Initialement, la Halde devait présenter cette grande enquête en février. Mais devant la vague de contestations soulevée par les premiers résultats communiqués avant publication aux entreprises testées, elle a dû y renoncer. Et pour cause, la validité de l'enquête était en cause, la démarche même suscitant de fortes critiques.
Les entreprises incriminées détectèrent dans les résultats provisoires d'importantes failles dans la méthodologie : "les CV étaient mal rédigés, ne correspondaient pas aux offres d'emploi, des numéros de téléphones étaient erronés...", explique un responsable d'une des entreprises concernées.
Mais décidée à aller jusqu'au bout et à publier des résultats "solides, publics et nominatifs", la Halde a demandé à l'Observatoire des discriminations de revoir sa copie.
Le directeur de l'observatoire de discriminations, Jean-François Amadieu admet que des erreurs ont pu être commises dans la première phase de l'enquête. Il assure qu'aujourd'hui un accord a été trouvé avec chaque entreprise "sur ce qui a été envoyé, reçu, répondu". Ce préalable est indispensable, insiste-t-il.
"APPROCHE CONTRADICTOIRE"
Reste l'analyse des résultats. Or, au-delà des simples questions méthodologiques, l'enjeu d'une telle enquête n'est pas mince pour les entreprises testées, dont plusieurs sont des stars du CAC 40 : nommément désignées, il en va de leur image.
"La Halde a toujours très clairement indiqué qu'elle se situait dans une approche contradictoire", souligne M. Amadieu qui ne cache pas qu'aujourd'hui encore quatre entreprises incriminées continuent à vivement discuter les conclusions de la Halde.
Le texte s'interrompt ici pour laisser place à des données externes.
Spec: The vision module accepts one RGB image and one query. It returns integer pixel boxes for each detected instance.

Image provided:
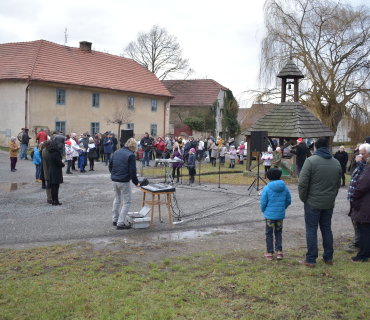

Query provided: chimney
[80,41,92,52]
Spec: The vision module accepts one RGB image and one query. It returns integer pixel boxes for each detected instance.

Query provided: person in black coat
[289,138,308,175]
[348,143,362,175]
[334,146,348,187]
[49,141,64,206]
[112,134,118,153]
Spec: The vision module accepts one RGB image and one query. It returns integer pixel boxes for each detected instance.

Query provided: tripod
[248,152,267,195]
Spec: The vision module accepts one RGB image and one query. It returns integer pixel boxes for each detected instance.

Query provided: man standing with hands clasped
[298,138,342,268]
[109,138,140,229]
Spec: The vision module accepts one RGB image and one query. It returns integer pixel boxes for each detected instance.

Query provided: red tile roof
[0,40,171,97]
[162,79,228,107]
[238,103,276,132]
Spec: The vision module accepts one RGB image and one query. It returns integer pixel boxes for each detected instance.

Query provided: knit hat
[315,138,328,149]
[266,168,281,181]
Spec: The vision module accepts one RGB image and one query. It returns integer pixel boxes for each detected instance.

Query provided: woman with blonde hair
[109,138,140,229]
[171,142,182,183]
[9,137,20,172]
[334,146,348,187]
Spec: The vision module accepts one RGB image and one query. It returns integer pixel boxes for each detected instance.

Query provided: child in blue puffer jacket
[33,147,41,182]
[261,168,292,260]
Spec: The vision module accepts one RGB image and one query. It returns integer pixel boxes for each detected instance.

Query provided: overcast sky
[0,0,370,106]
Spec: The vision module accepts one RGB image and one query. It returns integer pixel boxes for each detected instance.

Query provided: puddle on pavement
[153,230,212,240]
[0,182,27,192]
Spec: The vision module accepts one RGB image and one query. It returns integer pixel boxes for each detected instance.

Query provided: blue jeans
[143,151,150,166]
[297,164,303,175]
[105,153,110,164]
[21,143,28,159]
[35,164,41,180]
[304,202,334,264]
[198,150,204,160]
[265,219,283,253]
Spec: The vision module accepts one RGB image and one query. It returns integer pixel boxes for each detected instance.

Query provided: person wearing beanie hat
[298,138,342,268]
[9,137,20,172]
[273,147,283,168]
[289,138,308,175]
[260,168,292,260]
[87,137,97,171]
[219,142,227,167]
[229,145,236,169]
[64,140,73,174]
[261,146,274,179]
[188,148,196,185]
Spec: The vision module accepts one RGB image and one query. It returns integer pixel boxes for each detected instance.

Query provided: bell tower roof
[277,59,304,79]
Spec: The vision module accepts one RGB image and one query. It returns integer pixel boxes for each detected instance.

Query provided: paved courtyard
[0,151,353,258]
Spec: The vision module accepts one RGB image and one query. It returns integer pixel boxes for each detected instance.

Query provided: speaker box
[251,131,268,152]
[120,130,134,146]
[137,177,149,187]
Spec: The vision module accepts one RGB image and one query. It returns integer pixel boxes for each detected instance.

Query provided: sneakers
[351,256,369,262]
[346,243,359,253]
[298,260,315,268]
[321,257,333,266]
[263,252,274,260]
[117,224,131,230]
[276,251,284,260]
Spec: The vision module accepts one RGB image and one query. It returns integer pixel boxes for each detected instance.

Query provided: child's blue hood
[267,180,285,192]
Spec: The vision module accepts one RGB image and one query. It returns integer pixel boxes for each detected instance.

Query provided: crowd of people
[9,128,122,205]
[9,128,370,262]
[260,136,370,268]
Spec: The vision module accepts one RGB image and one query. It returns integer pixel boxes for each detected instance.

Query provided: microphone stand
[218,158,227,190]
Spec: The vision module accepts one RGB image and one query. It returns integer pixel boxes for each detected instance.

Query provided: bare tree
[104,105,135,141]
[254,0,370,132]
[123,25,192,80]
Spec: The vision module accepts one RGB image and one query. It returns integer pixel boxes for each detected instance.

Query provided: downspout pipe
[163,97,172,139]
[24,79,31,128]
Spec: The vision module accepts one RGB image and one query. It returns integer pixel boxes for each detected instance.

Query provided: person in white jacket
[69,133,80,171]
[261,147,274,179]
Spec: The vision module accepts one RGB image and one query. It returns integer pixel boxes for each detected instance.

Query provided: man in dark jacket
[21,129,31,160]
[346,144,370,253]
[298,138,342,268]
[112,133,118,153]
[54,131,66,159]
[109,138,140,229]
[140,132,153,167]
[290,138,307,175]
[349,143,370,262]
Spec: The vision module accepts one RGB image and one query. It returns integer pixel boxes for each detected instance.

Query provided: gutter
[24,79,31,128]
[163,97,172,138]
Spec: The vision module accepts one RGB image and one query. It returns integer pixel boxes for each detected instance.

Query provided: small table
[140,189,174,228]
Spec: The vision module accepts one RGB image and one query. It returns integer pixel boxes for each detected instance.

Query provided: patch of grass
[0,244,370,319]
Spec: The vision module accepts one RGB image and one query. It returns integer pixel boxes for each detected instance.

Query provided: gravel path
[0,151,353,261]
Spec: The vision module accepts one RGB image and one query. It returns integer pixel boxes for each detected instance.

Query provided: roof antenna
[64,28,68,45]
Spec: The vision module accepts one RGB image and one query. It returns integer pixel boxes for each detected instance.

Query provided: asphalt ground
[0,151,353,248]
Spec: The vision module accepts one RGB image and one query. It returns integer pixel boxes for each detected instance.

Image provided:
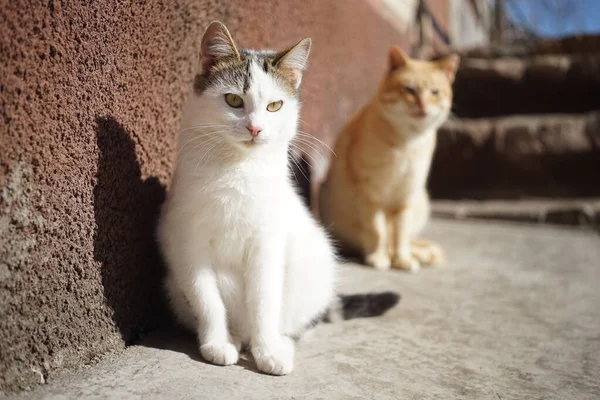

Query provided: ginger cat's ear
[435,54,460,83]
[200,21,240,68]
[275,38,312,89]
[390,45,410,71]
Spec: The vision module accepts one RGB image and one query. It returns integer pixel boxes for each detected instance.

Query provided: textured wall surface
[0,0,402,391]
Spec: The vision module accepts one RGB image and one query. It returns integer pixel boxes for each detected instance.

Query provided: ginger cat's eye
[225,93,244,108]
[267,100,283,112]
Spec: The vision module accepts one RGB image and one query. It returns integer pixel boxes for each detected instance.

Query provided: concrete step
[432,198,600,227]
[8,220,600,400]
[453,52,600,118]
[429,112,600,199]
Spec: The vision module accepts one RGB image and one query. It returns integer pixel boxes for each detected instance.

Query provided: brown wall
[0,0,401,390]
Cette dernière n'a eu de cesse de souligner que son enquête n'avait pas pour vocation de déclencher des poursuites. Il s'agit, insiste-t-elle, de révéler des discriminations là où elles existent, pour encourager à y mettre fin. Pour la Halde aussi, l'enjeu est important : un échec, faute de fiabilité, de ce grand testing risquerait, en donnant du grain à moudre aux détracteurs de ses méthodes, de l'affaiblir dans son combat pour l'égalité.